Quando la risposta è che stai chiedendo troppo al corpo
A volte la domanda non è perché non migliori, ma perché continui ad allenarti sopra una soglia di dolore o stanchezza che merita ascolto. Un fastidio lieve e occasionale non è sempre un allarme, ma un dolore che altera la corsa, aumenta o ritorna sistematicamente non va normalizzato.
Fermarsi o ridurre il carico per qualche giorno può sembrare frustrante. Eppure è spesso la scelta che protegge mesi di lavoro. In presenza di dolore persistente, gonfiore, perdita di forza o sintomi che non migliorano, è opportuno rivolgersi a un professionista sanitario qualificato prima di riprendere a forzare.

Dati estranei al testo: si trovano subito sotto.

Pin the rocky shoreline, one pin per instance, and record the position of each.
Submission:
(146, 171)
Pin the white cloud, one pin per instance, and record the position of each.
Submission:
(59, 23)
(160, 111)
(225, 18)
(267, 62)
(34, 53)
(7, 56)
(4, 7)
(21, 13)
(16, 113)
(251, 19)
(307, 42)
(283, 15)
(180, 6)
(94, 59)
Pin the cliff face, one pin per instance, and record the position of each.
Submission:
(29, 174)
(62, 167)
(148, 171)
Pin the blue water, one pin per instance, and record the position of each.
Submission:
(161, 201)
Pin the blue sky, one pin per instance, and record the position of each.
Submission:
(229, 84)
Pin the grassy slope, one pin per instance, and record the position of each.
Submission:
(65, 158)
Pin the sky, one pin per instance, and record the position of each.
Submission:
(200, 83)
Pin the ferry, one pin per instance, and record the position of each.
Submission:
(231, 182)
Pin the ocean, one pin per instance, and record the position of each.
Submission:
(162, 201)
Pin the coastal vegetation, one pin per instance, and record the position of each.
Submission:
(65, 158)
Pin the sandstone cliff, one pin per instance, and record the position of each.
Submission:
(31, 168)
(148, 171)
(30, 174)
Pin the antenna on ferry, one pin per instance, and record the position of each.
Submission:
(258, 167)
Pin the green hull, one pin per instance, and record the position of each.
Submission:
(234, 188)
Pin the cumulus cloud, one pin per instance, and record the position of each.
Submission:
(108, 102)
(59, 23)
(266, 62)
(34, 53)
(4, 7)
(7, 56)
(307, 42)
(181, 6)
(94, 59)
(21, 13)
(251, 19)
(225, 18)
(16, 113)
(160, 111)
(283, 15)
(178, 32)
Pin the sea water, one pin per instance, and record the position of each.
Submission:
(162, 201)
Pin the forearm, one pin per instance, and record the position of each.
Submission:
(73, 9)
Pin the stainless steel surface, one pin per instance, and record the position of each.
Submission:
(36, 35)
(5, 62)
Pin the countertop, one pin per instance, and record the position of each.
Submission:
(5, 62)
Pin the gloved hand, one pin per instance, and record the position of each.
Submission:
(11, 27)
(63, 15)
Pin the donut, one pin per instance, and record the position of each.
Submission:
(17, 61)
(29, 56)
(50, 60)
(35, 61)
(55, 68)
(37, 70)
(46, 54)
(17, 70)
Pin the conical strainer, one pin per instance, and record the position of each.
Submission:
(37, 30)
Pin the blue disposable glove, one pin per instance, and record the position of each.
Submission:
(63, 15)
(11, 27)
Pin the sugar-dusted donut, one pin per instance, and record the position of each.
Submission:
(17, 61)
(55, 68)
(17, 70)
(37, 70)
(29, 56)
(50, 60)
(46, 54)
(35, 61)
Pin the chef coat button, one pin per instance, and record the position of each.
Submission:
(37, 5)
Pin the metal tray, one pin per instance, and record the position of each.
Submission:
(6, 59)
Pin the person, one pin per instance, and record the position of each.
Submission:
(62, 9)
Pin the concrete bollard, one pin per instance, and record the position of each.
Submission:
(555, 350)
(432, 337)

Come tornare a migliorare nella corsa
Prima di cambiare tutto, osserva le ultime quattro-sei settimane. Quanti allenamenti facili hai corso troppo forte? Hai avuto almeno un giorno di recupero reale? Le sedute di qualità erano coerenti con il tuo obiettivo? Il carico è aumentato mentre sonno e stress peggioravano?

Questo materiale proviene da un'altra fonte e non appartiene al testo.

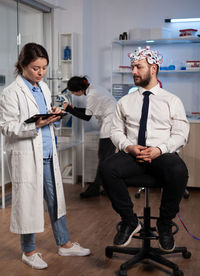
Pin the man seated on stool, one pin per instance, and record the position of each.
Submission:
(148, 129)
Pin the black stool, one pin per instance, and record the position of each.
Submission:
(147, 234)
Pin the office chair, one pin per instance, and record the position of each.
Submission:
(137, 194)
(147, 234)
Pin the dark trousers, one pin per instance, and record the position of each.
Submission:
(169, 168)
(106, 149)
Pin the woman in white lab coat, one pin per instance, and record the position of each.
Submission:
(32, 157)
(101, 104)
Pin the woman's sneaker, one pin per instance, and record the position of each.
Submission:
(34, 261)
(75, 250)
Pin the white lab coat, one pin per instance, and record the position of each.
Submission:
(25, 158)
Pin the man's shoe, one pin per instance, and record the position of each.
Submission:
(166, 238)
(75, 250)
(35, 261)
(91, 191)
(125, 233)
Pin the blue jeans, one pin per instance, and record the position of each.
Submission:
(59, 226)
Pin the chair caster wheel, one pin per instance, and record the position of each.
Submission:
(109, 253)
(178, 273)
(186, 254)
(137, 195)
(122, 273)
(186, 195)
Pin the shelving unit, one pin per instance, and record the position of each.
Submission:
(67, 136)
(121, 48)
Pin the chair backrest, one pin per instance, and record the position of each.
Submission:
(144, 180)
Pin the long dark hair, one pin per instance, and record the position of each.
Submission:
(30, 52)
(77, 83)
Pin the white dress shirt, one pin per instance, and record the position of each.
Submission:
(101, 104)
(167, 125)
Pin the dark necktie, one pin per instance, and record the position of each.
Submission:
(143, 120)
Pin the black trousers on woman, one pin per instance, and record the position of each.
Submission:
(169, 167)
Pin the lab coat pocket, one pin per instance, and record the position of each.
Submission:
(23, 167)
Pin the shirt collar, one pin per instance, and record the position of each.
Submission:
(30, 86)
(154, 90)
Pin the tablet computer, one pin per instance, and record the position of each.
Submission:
(35, 117)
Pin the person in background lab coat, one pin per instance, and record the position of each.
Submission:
(101, 104)
(32, 158)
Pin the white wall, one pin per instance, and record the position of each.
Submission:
(99, 22)
(104, 20)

Poi scegli una sola priorità. Potrebbe essere rallentare le corse lente, introdurre forza, programmare un giorno libero, costruire il lungo con più pazienza o definire ritmi aggiornati. Correggere un elemento alla volta rende più facile capire cosa funziona e crea abitudini durature.
Un confronto con un coach può essere utile proprio qui: non per ricevere una tabella rigida, ma per dare senso ai dati, adattare il programma alle settimane reali e mantenere il percorso sostenibile. Un allenamento personalizzato non promette miracoli, ma evita di trattarti come una versione generica di un runner.
La prossima volta che penserai di non stare migliorando, non giudicare solo il tempo sul display. Guarda quanto sei costante, come recuperi, se corri con più controllo e se il tuo corpo regge il percorso. I tempi migliori arrivano più spesso da queste basi che da un altro allenamento corso oltre il limite.